There is also a data dimension worth considering. As Swan is deployed across clinical settings and accumulates imaging data over time, the AI models underpinning the system will have access to an increasingly rich dataset for training and refinement. This creates a compounding advantage — the more the system is used, the better it gets at identifying subtle changes and flagging meaningful patterns. In a field where early detection can literally be the difference between life and death, improvements in sensitivity and specificity driven by real-world data have profound clinical consequences.
It is also worth noting the broader societal dimension of what SquareMind is building. Skin cancer disproportionately affects individuals who lack regular access to specialist dermatology care, whether due to geography, cost, or wait times. A robotic system that can be deployed in a wider range of clinical settings — not just major academic medical centres with large dermatology departments — could help democratise access to high-quality skin monitoring. If Swan can be operated by trained clinical staff rather than requiring a specialist dermatologist to perform every scan, it could significantly expand the reach of thorough skin examinations to underserved patient populations.

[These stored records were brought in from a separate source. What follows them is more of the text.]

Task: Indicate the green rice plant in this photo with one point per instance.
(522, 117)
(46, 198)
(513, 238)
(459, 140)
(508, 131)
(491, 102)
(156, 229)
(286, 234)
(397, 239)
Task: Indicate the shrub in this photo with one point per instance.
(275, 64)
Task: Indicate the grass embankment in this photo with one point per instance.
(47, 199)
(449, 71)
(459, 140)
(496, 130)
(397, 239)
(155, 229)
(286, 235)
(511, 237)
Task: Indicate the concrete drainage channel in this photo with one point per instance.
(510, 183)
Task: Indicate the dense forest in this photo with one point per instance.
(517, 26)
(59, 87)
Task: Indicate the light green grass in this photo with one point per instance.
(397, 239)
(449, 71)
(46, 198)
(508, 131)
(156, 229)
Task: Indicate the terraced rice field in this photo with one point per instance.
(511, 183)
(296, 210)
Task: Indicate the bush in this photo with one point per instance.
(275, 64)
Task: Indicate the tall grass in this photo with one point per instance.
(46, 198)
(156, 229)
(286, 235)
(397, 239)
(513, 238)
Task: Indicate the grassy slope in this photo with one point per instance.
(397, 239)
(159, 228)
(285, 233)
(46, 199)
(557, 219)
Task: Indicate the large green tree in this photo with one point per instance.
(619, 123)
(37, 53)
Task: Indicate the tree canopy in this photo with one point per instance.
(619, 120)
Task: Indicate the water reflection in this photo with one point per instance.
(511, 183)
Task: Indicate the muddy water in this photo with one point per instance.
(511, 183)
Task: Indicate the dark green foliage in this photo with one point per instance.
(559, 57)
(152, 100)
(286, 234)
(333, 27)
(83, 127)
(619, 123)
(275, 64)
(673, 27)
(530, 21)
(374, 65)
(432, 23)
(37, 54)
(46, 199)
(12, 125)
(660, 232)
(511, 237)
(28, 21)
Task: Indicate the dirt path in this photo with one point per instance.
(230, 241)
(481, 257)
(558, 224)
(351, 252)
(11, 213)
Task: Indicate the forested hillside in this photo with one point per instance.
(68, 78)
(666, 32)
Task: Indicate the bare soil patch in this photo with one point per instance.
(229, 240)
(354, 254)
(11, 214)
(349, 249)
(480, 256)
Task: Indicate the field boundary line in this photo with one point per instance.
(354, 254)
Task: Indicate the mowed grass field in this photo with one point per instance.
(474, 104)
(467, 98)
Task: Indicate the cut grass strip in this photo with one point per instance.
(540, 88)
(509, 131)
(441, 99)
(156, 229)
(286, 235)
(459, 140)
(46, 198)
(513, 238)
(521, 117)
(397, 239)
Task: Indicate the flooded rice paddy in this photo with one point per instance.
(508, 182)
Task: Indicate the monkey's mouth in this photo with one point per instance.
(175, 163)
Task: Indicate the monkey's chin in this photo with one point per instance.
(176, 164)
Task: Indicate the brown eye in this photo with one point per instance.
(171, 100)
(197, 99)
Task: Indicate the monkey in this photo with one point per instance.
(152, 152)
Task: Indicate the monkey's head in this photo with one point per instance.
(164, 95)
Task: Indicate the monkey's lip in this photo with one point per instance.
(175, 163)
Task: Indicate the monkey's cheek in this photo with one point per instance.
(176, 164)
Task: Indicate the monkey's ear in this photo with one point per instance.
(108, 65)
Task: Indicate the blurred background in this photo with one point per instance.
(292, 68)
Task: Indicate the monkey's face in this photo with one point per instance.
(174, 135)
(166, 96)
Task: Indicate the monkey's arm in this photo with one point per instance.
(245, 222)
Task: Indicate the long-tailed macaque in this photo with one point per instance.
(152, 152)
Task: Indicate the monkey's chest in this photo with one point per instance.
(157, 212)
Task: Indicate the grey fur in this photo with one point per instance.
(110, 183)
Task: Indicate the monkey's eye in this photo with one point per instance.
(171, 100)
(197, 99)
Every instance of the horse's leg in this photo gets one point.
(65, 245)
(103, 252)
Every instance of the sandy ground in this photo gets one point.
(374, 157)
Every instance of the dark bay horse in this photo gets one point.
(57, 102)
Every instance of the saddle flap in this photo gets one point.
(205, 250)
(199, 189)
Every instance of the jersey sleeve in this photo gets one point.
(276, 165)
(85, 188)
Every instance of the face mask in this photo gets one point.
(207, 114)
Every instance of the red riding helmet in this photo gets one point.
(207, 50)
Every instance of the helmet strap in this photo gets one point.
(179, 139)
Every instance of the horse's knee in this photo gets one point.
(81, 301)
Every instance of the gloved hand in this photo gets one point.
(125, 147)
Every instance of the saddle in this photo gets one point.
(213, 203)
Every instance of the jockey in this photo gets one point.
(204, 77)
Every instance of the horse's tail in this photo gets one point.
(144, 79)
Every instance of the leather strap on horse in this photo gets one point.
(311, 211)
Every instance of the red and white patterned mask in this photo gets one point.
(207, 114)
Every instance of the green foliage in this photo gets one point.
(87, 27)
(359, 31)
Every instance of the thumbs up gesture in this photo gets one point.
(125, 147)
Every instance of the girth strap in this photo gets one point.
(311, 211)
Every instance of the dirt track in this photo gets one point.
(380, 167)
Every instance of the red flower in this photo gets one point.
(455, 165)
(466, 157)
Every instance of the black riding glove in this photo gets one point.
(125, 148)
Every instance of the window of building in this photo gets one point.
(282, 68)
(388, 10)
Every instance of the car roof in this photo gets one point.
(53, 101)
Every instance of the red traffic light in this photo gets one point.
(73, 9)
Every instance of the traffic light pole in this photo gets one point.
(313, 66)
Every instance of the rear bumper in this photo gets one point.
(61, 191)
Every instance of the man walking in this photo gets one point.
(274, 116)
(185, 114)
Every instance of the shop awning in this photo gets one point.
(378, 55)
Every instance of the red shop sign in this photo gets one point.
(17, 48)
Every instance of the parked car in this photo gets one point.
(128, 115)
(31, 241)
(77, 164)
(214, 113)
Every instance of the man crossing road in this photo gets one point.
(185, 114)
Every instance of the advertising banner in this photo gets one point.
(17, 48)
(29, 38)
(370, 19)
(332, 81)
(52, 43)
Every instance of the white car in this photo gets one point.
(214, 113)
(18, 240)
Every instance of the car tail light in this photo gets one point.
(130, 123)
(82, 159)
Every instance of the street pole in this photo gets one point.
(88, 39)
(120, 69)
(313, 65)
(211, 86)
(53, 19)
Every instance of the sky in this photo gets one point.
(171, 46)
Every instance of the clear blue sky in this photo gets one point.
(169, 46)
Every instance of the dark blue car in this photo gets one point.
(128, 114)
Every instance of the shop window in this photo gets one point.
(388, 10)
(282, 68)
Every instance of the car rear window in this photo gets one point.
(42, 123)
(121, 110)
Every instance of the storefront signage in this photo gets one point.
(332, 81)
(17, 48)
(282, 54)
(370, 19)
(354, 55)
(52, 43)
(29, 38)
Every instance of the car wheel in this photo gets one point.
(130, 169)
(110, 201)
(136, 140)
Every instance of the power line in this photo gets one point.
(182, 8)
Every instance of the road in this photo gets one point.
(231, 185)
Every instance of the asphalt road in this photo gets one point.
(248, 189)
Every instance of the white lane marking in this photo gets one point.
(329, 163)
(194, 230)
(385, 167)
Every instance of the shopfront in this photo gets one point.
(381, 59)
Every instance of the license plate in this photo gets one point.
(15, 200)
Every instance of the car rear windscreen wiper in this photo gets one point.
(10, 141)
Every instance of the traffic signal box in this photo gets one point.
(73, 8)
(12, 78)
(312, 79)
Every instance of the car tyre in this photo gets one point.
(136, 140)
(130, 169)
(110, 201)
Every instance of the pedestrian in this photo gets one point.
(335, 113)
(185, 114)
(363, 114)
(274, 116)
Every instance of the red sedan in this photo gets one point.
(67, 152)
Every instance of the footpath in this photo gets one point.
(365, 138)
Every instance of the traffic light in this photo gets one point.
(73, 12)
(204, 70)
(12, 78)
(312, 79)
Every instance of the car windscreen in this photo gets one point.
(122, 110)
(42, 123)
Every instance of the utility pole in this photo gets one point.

For followers of AI funding news and medical innovation, SquareMind's $18 million round is a story worth watching closely. The company has built something technically differentiated, secured it appropriately from a regulatory standpoint, attracted credible and experienced investors, and identified a market where the need for better solutions is both clear and commercially significant. The coming months, as the company builds out its teams and begins its commercial push across Europe and the United States, will be a test of whether the technology performs as well in real-world clinical environments as it does on paper — but based on everything in the current AI funding landscape, the conditions for success look genuinely favourable.